Загорелая учительница татарского в платье с цветочным узором попробовала заговорить на родном языке, чем смутила москвича. Заметив его изумленно распахнутые глаза, она на великом и могучем отрекомендовалась как классный руководитель 6 «А» и заверила, что окажет любую посильную помощь. Имя татарки моментально выпало из памяти.
Заявился с визитом англичанин. Не Вадим, другой. Крупноносый, с квадратным лицом, в безупречном костюме и бордовой рубашке. Вид портили старомодные очки с толстыми стеклами. Бесцеремонно широкими шагами незваный гость преодолел расстояние от двери до последней парты, где Роман в очередной раз нажал на стоп в проигрывателе и щелкнул по вкладке с таблицей. Вошедший принес крепкий запах самцового парфюма.
— Тук-тук.
— Здравствуйте. Я новый учитель по русскому и литературе. Роман.
Хмурость взгляда зашкаливала. Судя по всему, с любезностью гость не дружил.
— Без отчества?
— Романович. То есть Павлович.
— Бесконечно рад, Романович Павлович. Максим Максимыч я. Инглиш лэнгветч, — с этими словами англичанин протянул увесистую грубую длань.
— Вы серьезно? Насчет имени?
— Хоть бы один филолог не уточнял. Эх, жизнь!
Не оборачиваясь, Максим Максимыч неторопливо удалился. Он сознавал себя глыбой, совершенно определенно.
Максим Максимыч в своей фирменной неприветливой манере предложил выпить пива:
— Угощаю в честь знакомства.
Англичанин закурил. В его руке покачивался старомодный дипломат с позолоченными заклепками, эффектная рубашка цвета электрик контрастировала с вялым выражением лица.
Привычный путь лежал через дворы, которые хотелось миновать быстрее. Поблекшие дома, турники с облупившейся краской, замаранные машины эконом-класса, разбитый асфальт — все это настраивало на самое заурядное существование без малейшего сопротивления среде. Местные вряд ли задумывались, насколько необыкновенны названия их улиц — Пугачевская, Хороводная, Сквозная.
— Добро пожаловать на Калугу, Палыч, — сказал Максим Максимыч. — Слышал о Калуге?

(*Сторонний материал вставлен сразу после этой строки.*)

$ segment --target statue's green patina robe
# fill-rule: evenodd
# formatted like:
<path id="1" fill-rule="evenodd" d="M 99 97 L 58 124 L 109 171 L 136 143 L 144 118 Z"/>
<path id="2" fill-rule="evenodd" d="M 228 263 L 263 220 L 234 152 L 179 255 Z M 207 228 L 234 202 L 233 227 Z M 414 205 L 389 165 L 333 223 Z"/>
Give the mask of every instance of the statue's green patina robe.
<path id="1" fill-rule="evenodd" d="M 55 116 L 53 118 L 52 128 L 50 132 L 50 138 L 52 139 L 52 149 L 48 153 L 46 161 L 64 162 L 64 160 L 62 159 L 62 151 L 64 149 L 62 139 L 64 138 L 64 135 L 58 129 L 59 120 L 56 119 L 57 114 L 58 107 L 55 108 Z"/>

— Сразу ясно, что вы не географию преподаете, — сказал Роман как можно добродушнее. — Калуга маленечко в другой стороне.
— Район такой. Издревле так повелось называть, до всяких там бандитских жаргонизмов в девяностые. В словаре Даля дается толкование: «калуга» — это топь, болото.

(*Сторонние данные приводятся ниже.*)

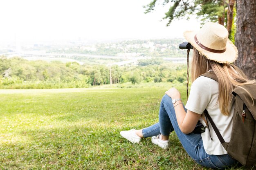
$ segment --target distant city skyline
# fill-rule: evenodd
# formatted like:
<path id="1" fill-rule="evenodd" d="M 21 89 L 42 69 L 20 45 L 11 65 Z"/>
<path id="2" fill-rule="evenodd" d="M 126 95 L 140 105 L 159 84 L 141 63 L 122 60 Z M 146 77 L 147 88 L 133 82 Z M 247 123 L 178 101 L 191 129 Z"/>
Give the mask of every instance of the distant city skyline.
<path id="1" fill-rule="evenodd" d="M 199 29 L 193 16 L 166 27 L 159 21 L 169 6 L 144 13 L 151 1 L 2 1 L 0 42 L 182 38 L 185 30 Z"/>

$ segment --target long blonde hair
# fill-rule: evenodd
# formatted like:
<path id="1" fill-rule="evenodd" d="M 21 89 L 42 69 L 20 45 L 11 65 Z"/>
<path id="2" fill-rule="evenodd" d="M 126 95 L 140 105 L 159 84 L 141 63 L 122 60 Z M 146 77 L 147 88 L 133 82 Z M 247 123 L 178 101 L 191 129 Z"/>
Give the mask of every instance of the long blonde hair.
<path id="1" fill-rule="evenodd" d="M 199 76 L 208 71 L 211 70 L 213 71 L 217 76 L 219 82 L 218 101 L 220 109 L 223 115 L 229 115 L 229 106 L 233 97 L 232 91 L 234 88 L 254 83 L 255 81 L 249 80 L 243 72 L 236 67 L 231 66 L 229 64 L 218 63 L 208 60 L 200 54 L 197 50 L 194 49 L 193 51 L 191 67 L 192 82 Z M 234 69 L 234 67 L 238 71 Z"/>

— Намекаете, что я угодил в трясину? — Роман прищурился.
— Да не в образном значении «болото», а в самом прямом. Район располагается в низине, раньше ее затапливало весной. Обитали тут бедняки, зато с характером. Переселиться они не могли, вот и притерлись к суровой жизни. Представь, снег тает — вода по колено. Теперь, конечно, иначе — не так экстремально. А дух калужский сохранился. И название тоже.
— Только перебрались калужане в хмурые высотки.
— Не все, — возразил англичанин. — Тут частный сектор в двух шагах. Там до сих пор уцелели старые деревянные дома. Хватает и частных кирпичных новостроев — с вычурными заборами, с сигнализацией, с породистыми сторожевыми собаками. Но этим породистым никогда не перелаять тамошних бродячих псов. Будут лишь потявкивать из конурок своих.
Роман и Максим Максимыч миновали «Хлебозавод №3» и шагали вдоль желтого каменного забора. Справа тянулся овраг с железной дорогой. Асфальт выровнялся.
— Тебе, наверное, говорили: найди с учениками общий язык, стань для них авторитетом, завоюй их доверие, — сказал англичанин. — На первый взгляд, эти затасканные девизы никчемны. И все же зерно истины в них есть. Особенно, если учитывать, что мы на Калуге. Для того чтобы не ударить в грязь лицом, тебе надо стать для калужских своим.
— У вас получилось стать своим, Максим Максимыч?